Decodable but Not Corrected by Fixed Residual-Stream Linear Steering: Evidence from Medical LLM Failure Regimes
Researchers discovered that failure modes in medical LLMs (specifically 'Overthinking' behaviors) are linearly decodable in hidden states yet cannot be corrected through fixed linear steering interventions, revealing fundamental representational entanglement that limits straightforward correction approaches. However, the decodable failure signals enable effective selective abstention for reliability estimation.
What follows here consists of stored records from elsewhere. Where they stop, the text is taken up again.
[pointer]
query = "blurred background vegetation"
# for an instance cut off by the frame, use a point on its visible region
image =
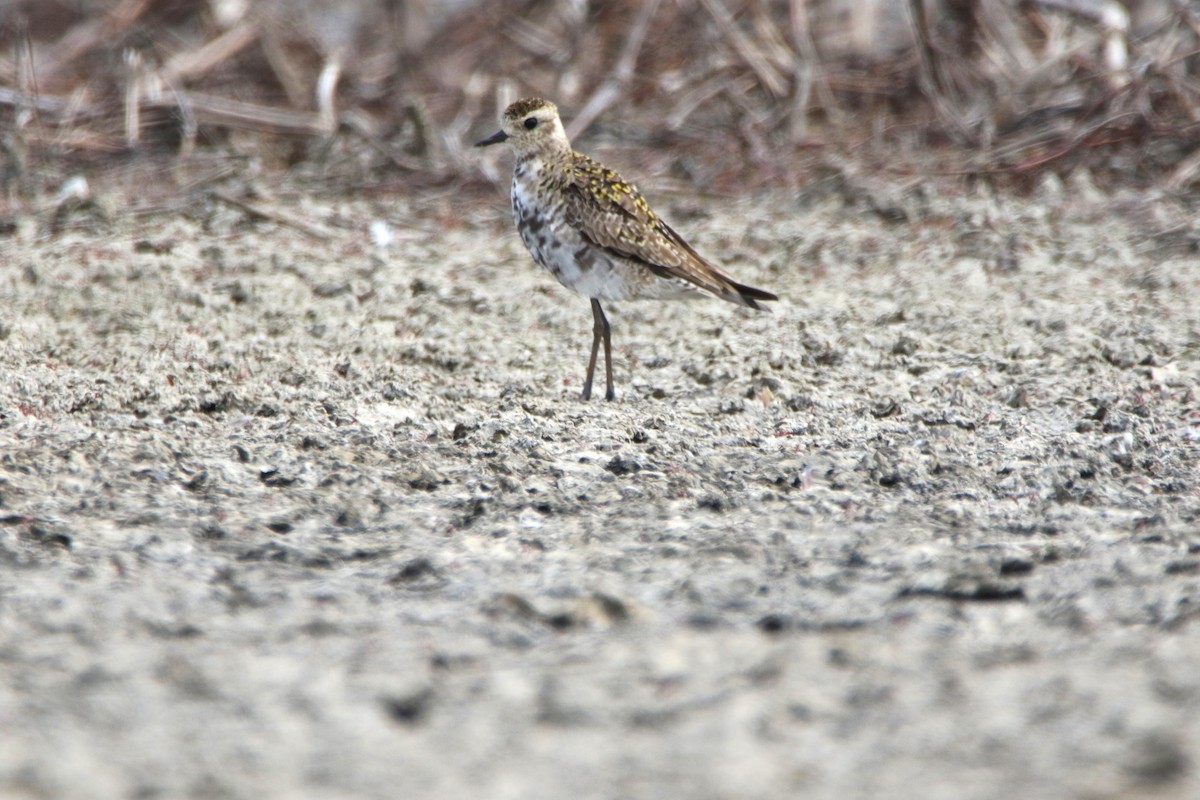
(719, 95)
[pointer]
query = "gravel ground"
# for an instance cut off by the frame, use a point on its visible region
(291, 516)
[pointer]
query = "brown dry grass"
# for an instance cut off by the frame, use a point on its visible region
(725, 94)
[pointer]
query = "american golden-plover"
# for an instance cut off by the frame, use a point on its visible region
(595, 232)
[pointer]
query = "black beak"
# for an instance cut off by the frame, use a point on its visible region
(496, 138)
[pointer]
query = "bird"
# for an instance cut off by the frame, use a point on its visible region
(594, 232)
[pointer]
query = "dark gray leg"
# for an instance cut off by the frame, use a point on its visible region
(600, 331)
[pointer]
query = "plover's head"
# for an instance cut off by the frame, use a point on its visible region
(531, 126)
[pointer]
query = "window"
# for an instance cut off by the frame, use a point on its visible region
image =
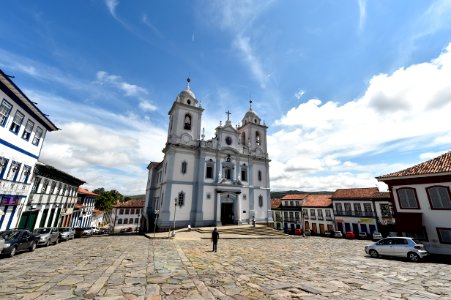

This research exposes a critical gap between interpretability and controllability in large language models—a challenge that extends beyond academic interest into real-world deployment. The study demonstrates that while LLM failures leave detectable traces in hidden states, these signals cannot be exploited through simple linear correction methods, suggesting deeper architectural constraints than previously understood. The 'Overthinking' regime, where models produce correct answers during resampling but fail under extended reasoning chains, represents a reproducible failure mode valuable for systematic investigation. The evidence for representational entanglement—particularly the 85-88% overlap between the failure direction and task-critical computation—indicates that failures are fundamentally intertwined with successful capabilities, making surgical correction extremely difficult. This finding has significant implications for medical AI deployment, where reliability is non-negotiable. Organizations relying on LLM-based clinical decision support systems cannot simply 'fix' failure modes through steering interventions; instead, they must implement detection and abstention mechanisms. The positive outcome demonstrates that decodable structure supports selective abstention with AUROC=0.610, outperforming existing uncertainty baselines. This suggests a pragmatic pathway: rather than correcting failures at the representational level, systems should learn to identify unreliable predictions and defer to human judgment. The cross-architecture consistency across Qwen2.5-7B and domain generalization to MMLU-STEM indicate these constraints may be fundamental to transformer architectures. For the AI safety community, this underscores that interpretability without controllability provides limited assurance.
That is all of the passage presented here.